Я обратился к нескольким учащимся с вопросом: что их привело в Братск? Одни, главным образом девушки, сказали, что услышали об этом строительстве, и мысль о нем их увлекла; они читали о нем, приехали сюда, им здесь понравилось. Некоторые признались, что их соблазнила высокая оплата труда, но полюбили Братск и остались, не захотели возвращаться в те города, где жили прежде. Некоторых девчонками и мальчишками привезли сюда с собой родители.

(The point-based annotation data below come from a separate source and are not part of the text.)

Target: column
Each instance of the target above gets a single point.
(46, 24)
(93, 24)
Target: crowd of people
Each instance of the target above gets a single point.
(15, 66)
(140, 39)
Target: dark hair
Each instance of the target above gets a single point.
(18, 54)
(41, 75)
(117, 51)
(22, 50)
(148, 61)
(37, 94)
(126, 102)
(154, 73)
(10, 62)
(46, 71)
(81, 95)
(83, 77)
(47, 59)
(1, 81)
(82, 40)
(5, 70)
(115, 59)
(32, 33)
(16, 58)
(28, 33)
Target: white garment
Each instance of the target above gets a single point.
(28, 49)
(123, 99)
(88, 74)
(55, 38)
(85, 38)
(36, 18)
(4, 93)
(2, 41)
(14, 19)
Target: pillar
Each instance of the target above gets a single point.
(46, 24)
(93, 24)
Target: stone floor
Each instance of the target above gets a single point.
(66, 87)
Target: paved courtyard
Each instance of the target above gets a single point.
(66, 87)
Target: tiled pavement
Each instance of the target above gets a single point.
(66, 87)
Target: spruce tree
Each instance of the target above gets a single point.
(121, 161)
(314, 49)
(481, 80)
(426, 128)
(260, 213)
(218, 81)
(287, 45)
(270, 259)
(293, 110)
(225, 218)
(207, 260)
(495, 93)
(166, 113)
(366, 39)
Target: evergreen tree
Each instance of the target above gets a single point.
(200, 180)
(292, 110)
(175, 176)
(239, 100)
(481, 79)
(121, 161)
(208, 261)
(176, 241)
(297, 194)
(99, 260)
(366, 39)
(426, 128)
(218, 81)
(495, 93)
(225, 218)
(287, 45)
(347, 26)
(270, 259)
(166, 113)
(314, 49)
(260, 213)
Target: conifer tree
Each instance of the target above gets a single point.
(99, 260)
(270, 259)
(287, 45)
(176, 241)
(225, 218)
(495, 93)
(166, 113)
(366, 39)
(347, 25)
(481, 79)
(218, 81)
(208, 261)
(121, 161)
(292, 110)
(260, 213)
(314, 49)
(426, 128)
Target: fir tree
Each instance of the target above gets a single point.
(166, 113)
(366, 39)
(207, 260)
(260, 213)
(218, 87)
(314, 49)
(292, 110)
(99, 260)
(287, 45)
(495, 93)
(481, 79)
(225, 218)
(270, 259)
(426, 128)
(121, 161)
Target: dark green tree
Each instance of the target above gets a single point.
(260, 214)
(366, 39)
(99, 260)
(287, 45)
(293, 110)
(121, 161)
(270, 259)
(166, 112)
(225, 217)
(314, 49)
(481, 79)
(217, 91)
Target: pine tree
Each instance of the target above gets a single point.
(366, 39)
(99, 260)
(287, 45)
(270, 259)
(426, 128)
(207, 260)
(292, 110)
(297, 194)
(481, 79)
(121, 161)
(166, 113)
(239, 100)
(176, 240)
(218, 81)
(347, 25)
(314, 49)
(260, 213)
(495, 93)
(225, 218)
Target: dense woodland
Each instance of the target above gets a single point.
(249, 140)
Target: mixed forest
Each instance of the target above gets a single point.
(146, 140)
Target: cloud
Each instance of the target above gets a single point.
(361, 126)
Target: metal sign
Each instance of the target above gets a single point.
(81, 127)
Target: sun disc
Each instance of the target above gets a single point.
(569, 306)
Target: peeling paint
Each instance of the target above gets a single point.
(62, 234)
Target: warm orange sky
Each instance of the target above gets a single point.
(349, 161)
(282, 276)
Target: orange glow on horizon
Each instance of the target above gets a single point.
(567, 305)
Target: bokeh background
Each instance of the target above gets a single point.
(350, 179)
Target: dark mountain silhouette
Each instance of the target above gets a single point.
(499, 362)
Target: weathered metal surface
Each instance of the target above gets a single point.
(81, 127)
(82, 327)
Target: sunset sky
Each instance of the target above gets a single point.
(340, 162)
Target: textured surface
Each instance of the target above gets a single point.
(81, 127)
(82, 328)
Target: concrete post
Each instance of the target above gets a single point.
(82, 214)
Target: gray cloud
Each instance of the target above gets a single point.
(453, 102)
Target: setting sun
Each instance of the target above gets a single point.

А двое-трое заявили, что любят колесить по стране: может, потом, когда строительство здешней плотины будет завершено, они переберутся в Красноярск или Усть-Илимскую.

Я спросил, долго ли приходится ждать комнаты или квартиры молодоженам. Мне ответили: «Всего несколько месяцев, не больше». Молодежь живет в основном в общежитиях, их в Братске много. Большинство покидает их, только когда женится. А женятся все, рано или поздно.

Я поинтересовался, какие они находят здесь развлечения. Летом часто отправляются в тайгу на весь выходной день, а то и на несколько дней, во время праздников, и живут там под открытым небом. На майские дни была намечена большая экскурсия, и одна из девушек пригласила меня присоединиться к ним. Они все будут очень рады, сказала она, если и я тоже пойду. Я ответил, что, к сожалению, должен скоро возвращаться в Москву, но мне бы очень хотелось пойти с ними. Они сказали, какая жалость… Я тоже сказал, какая жалость; может, когда я в следующий раз приеду в Братск…

Нескольких я спросил об их специальности. Среди них оказались электрик, шофер, разнорабочий, машинистка, лаборант. Они работают по семь часов в день. А вечером учатся.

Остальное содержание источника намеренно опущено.